Il trailer del film https://www.youtube.com/watch?v=mqt9RicltrA

Primo di cinque fratelli, nato da Paolo Gastaldi, grande invalido di guerra, e Maria Lunetti, Aldo crebbe in un ambiente sano e semplice, preferendo la solitudine della montagna e l’attività fisica all’aria aperta al chiasso dei comuni luoghi d’incontro cittadini. Intraprese e compì gli studi tecnici all’Istituto “Galilei” e dopo il diploma si iscrisse alla facoltà di Economia e Commercio, finché un decreto governativo ordinò agli universitari della classe 1921 di partire per il fronte.
Sottotenente del XV Reggimento Genio, a pochi giorni dall’armistizio il Servo di Dio salì in montagna e nell’arco di pochi mesi, con il nome di “Bisagno”, diede vita alla formazione che prenderà il nome di Divisione Cichero e divenne il comandante più amato della resistenza in Liguria.

Non possono non colpire la fede cristiana di questo giovane e la sua coerenza evangelica: egli infatti interpreta il proprio ruolo di comandante non come potere, ma come servizio; è il primo ad esporsi ai pericoli e l’ultimo a mangiare; riserva a se stesso i turni di guardia più pesanti. Non solo, ma la sua Divisione adotta un “codice morale” che sancisce severe norme comportamentali, cui tutti, primo il comandante, si debbono attenere: non bestemmiare, non molestare le donne, non requisire senza pagare il dovuto alla gente delle vallate, condividere con gli altri qualunque cosa si riceva…
Con questi atteggiamenti, profondamente radicati nella sua persona, Gastaldi si conquista l’amore e la stima dei suoi uomini e delle popolazioni contadine, senza il cui sostegno la lotta partigiana sarebbe stata impossibile. Cattolico, apartitico, con un carisma straordinario, Bisagno si oppose con decisione ad ogni tentativo di politicizzazione della resistenza.

A partire dalla documentazione raccolta dalla famiglia e dalle interviste a coloro che l’hanno conosciuto, Marco Gandolfo ha realizzato un film-documentario in cui l’itinerario umano e spirituale di Aldo Gastaldi si intreccia alle complesse dinamiche politico-ideologiche che hanno accompagnato le vicende resistenziali, restituendo lo sguardo di un uomo capace di interrogare anche il presente.

“Giacomo Gastaldi aveva 13 anni quando giunse la notizia della morte di suo fratello maggiore”, racconta il regista. “Per decenni ha raccolto documenti, fotografie e testimonianze per far luce sulla vita di Aldo durante i mesi della lotta di liberazione.

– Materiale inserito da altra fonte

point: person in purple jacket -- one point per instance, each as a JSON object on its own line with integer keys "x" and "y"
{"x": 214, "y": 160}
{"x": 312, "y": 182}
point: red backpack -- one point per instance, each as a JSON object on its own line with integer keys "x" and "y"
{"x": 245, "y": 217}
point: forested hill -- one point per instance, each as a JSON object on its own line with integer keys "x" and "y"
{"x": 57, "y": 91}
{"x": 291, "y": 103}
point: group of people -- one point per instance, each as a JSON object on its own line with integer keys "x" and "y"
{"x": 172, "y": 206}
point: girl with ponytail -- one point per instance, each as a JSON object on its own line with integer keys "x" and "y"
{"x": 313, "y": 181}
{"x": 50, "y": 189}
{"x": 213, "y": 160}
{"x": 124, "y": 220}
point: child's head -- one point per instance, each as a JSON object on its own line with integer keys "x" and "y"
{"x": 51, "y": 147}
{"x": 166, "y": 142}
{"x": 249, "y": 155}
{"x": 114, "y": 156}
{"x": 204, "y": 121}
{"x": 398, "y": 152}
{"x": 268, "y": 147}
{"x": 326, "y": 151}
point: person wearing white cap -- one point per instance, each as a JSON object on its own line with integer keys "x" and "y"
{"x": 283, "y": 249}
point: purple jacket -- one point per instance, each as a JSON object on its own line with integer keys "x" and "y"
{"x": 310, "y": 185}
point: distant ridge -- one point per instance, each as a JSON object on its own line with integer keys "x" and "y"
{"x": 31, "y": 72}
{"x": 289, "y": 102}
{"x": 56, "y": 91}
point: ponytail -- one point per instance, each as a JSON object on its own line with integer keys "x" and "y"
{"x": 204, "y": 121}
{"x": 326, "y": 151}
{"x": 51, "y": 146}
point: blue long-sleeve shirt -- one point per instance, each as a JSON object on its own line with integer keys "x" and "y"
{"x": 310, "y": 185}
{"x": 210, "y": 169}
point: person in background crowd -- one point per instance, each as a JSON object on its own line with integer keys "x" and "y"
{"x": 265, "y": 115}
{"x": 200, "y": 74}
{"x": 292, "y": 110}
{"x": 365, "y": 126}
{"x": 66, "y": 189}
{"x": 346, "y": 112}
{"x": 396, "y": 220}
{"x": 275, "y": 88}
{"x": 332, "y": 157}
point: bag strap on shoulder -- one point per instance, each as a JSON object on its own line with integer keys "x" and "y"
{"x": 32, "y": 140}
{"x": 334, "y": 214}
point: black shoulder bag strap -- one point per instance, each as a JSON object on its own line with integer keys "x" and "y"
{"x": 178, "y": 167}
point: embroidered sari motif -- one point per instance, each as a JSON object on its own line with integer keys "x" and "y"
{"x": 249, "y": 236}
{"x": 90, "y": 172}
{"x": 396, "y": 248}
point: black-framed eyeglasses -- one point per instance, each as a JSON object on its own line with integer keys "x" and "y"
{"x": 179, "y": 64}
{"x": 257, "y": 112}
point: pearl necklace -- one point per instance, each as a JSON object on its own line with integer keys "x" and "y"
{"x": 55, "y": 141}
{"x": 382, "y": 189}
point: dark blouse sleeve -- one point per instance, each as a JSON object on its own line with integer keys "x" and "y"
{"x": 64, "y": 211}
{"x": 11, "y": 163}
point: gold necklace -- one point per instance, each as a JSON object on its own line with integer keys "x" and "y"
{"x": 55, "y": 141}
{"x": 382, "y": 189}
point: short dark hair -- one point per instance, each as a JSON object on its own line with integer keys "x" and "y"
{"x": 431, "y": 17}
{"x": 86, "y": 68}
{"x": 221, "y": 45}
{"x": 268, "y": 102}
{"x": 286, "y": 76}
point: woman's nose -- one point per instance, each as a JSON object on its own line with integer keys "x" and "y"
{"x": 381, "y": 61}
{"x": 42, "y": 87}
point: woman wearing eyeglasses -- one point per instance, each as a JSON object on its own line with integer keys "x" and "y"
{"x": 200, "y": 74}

Nel 2009 il nipote di ‘Bisagno’ mi ha proposto di esaminare il materiale raccolto da suo padre Giacomo, mi sono messo al lavoro estendendo poi le ricerche ad altri archivi storici. Ho deciso fin da subito di costruire il film rinunciando ad un narratore esterno per dare voce a documenti e testimoni, alle lettere scritte da ‘Bisagno’ e al racconto di chi ha combattuto insieme a lui. È stato un lavoro complesso, ma ne è valsa la pena. Insieme al nipote abbiamo incontrato gli ultimi partigiani ancora in vita e siamo entrati nelle case dei contadini, dove la foto di ‘Bisagno’ si affianca a quelle dei parenti più cari. Un ascolto paziente di chi «la Resistenza se l’è cucita addosso con le sofferenze», per poi vedersela sottrarre dalla storia ufficiale”.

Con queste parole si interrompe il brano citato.